曲が変わり、瞑っていた目をゆっくりと開いた。





微睡みに変わりつつあった眠気を吹き飛ばしてくれたのは、ビックバン風にアレンジされた、日本のアニメソングだった。コンガとドラムの軽快なビートに、トランペットが割り込むように鳴り響く。サックスのメロディラインと、その後ろでリズムを刻むピアノが絶妙にミックスされていて、なかなかいい味を出している。




開いた瞼を、もう一度閉じる。睡魔はもういない。耳の中だけを澄まし、あとは全部、音楽にのせる。イヤホンもいいけど、こうして空気を通して響く音を聞く方が僕は好きだった。




好きな場所へ持ち運べるようになった分、音楽の価値がより日常的に、言ってみればチープになっていることは明白だ。楽器が発す音と、レコードとテープ、CD、そしてパソコンに落としたデジタルの音源は根本的に違う。時代を追ってクオリティは進化して、ますます身近になっているたくさんの音楽が、あまりにも当たり前になりすぎている。




それが悪いとは思わない。




ただ、いつか、なくなってしまったら。




たとえば僕の耳が壊れたとき、世界中の無数の音楽は、僕の記憶の中だけに残って、二度と新しいものと巡り合うことはできなくなる。

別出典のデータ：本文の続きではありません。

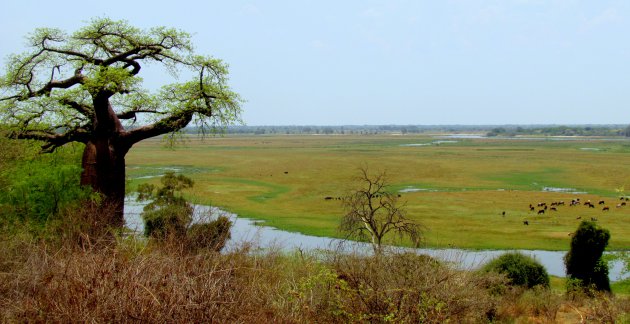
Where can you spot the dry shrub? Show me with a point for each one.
(105, 285)
(399, 287)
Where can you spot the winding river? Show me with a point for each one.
(247, 230)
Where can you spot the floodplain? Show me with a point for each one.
(468, 192)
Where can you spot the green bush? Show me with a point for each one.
(520, 269)
(169, 216)
(170, 221)
(37, 187)
(212, 235)
(584, 260)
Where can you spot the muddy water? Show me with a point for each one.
(247, 230)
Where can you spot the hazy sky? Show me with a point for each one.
(390, 62)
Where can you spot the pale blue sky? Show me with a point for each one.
(390, 62)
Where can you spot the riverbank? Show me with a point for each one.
(248, 230)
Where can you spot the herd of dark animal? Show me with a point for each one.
(342, 198)
(542, 207)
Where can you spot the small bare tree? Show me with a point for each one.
(372, 213)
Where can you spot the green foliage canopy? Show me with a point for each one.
(61, 90)
(521, 269)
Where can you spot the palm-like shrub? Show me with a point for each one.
(584, 262)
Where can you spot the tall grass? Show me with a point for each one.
(101, 277)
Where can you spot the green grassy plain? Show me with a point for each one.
(462, 186)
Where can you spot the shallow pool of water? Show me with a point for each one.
(248, 230)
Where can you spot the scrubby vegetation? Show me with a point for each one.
(584, 263)
(520, 269)
(69, 266)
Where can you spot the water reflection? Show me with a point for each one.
(247, 230)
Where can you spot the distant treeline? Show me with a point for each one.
(577, 130)
(488, 130)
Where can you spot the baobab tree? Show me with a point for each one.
(86, 87)
(372, 213)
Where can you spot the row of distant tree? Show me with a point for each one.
(488, 130)
(577, 130)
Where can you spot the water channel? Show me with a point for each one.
(248, 230)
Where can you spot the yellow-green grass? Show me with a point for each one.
(467, 184)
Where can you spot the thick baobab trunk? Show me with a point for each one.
(104, 170)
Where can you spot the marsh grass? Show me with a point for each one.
(472, 182)
(127, 280)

聴力がなくなっても曲を作り続けたベートーヴェンは、その出会いのないまま、どうやって、どんな思いで、新たな作品を産み出してきたのだろう。




二度と出会えなくても、頭と心の中だけで巡り合って、それを形にできるとしたら、きっとこんな非現実な俊巡などと無縁で済むのだろうか。





突如、肩を叩かれた。開いた目に、携帯電話が映る。左斜め前から伸びた手を目で追った。




「電話」




煙草を口にした、このバーのマスターだった。カウンター越しに、テーブルに置いておいた携帯の着信に気づいてくれたらしい。画面を確認し、無音で振動するそれを受け取った。




「ありがとう、シュウさん」

「出なくていいのか?」

「んー、どうしよっかな」




少し考えて、通話ボタンをタッチした。




「はい」




返事はない。電波の状態もバッテリーの残量も異常はなかった。黙ったままの相手の応答を少し待つ。やっぱり応答しない。




「こんにちは。初めまして、だよね」




僕が話しかけると、電話の向こうの人は、やっとそうだな と返してきた。思ったよりも柔らかい、だけど警戒した声だった。




「どうして非通知でかけてきたの?」

「君には無用なのはわかってたが、念には念を入れてね」

「慎重なんだね」

「損な性分さ」




噂通り、頭のキレる人なんだろう。何回か言葉を交わすだけでも、口調や語彙、話すスピードで、おおよその人となりは割と分かってくる。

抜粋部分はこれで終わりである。